Partitioning your data is a balancing exercise. Sometimes, it’s easy. Author is a natural partition key for articles by author, whereas something like date might require some finessing to get the best performance in your application. Another problem to consider is one partition taking an outsized amount of traffic — more than the node can handle. In the next chapters, as you refine your design, you’ll learn how to adjust your partition key to fit your database just right.
After looking closely at the tables, your primary keys are now ordered correctly to partition the data.
For the article summaries tables, your primary keys are divided into two categories — partition key and not-partition key. The leftover bit has an official name and performs a specific function in your table. Let’s take a look at the not-partition keys — clustering keys.
CLUSTERING KEYS
A clustering key is the non-partition key part of a table’s primary key that defines the ordering of the rows within the table. In the previous chapter, when you looked at your example table, you noticed that Scylla had filled in the table’s implicit configuration, ordering the non-partition key columns — the clustering keys — by ascending order.
CREATE TABLE initial.food_reviews (
restaurant text,
ordered_at timestamp,
food text,
review text,
PRIMARY KEY (restaurant, ordered_at, food)
) WITH CLUSTERING ORDER BY (ordered_at ASC, food ASC);
Within the partition, each row is sorted by its time ordered and then by the name of the food, each in an ascending sort (so earlier order times and alphabetically by food). Left to its own devices, ScyllaDB always defaults to the ascending natural order of the clustering keys.
When creating tables, if you have clustering keys, you need to be intentional about specifying their order to make sure that you’re getting results that match your requirements.
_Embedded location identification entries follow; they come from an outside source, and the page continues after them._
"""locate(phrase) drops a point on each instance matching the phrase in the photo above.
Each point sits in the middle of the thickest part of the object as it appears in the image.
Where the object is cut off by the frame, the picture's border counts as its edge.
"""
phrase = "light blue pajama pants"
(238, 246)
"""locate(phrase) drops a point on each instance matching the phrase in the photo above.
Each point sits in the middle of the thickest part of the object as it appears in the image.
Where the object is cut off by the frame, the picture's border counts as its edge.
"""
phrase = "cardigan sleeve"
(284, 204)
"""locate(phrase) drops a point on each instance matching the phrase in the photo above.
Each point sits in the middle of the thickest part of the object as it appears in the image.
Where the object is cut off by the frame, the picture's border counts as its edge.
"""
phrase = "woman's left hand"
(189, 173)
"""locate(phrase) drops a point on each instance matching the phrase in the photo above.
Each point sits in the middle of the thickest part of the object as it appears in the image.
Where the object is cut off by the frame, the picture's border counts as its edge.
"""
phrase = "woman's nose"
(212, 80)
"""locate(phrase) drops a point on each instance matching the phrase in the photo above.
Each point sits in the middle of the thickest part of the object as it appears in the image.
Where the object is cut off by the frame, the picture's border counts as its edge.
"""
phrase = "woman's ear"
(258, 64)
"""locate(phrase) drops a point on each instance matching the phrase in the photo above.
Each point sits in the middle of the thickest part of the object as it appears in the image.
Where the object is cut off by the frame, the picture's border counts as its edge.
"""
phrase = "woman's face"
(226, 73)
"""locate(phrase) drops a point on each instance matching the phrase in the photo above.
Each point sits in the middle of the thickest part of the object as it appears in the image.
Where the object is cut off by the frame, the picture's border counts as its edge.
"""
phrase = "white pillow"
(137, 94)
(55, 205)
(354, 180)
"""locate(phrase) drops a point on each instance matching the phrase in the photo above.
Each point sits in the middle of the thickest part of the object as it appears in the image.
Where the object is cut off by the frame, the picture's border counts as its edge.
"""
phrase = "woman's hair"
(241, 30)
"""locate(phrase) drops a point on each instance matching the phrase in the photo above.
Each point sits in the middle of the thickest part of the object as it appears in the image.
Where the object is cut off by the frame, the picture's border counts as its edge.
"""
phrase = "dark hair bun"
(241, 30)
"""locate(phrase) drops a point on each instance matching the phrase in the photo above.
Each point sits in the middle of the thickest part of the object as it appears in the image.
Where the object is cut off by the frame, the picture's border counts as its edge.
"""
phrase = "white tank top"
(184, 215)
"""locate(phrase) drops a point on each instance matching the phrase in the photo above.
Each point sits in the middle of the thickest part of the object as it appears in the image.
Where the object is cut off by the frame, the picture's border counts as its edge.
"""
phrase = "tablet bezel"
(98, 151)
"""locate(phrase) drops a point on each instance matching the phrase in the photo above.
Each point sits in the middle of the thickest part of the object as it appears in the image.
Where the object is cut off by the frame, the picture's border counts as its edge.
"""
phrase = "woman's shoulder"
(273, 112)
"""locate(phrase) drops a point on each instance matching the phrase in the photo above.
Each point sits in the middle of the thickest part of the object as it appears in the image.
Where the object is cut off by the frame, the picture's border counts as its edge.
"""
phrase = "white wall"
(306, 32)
Consider article_summaries_by_author
. The purpose of that table is to retrieve the articles for a given author, but do you want to see their oldest articles first or their newest ones? By default, Scylla is going to sort the table by id ASC
, giving you the old articles first. When creating your summary tables, you’ll want to specify their sort orders so that you get the newest articles first — specifying id DESC.
You now have tables defined, and with those tables, the primary keys and partition keys are set to specify uniqueness, distribute the data, and provide an ordering based on your queries. Your queries, however, are looking for more than just primary keys — authors have named, and articles have titles and content. Not only do you need to store these fields, you need to specify the structure of that data. To accomplish this definition, you’ll use data types. In the next chapter, you’ll learn all about them and continue practicing query-first design.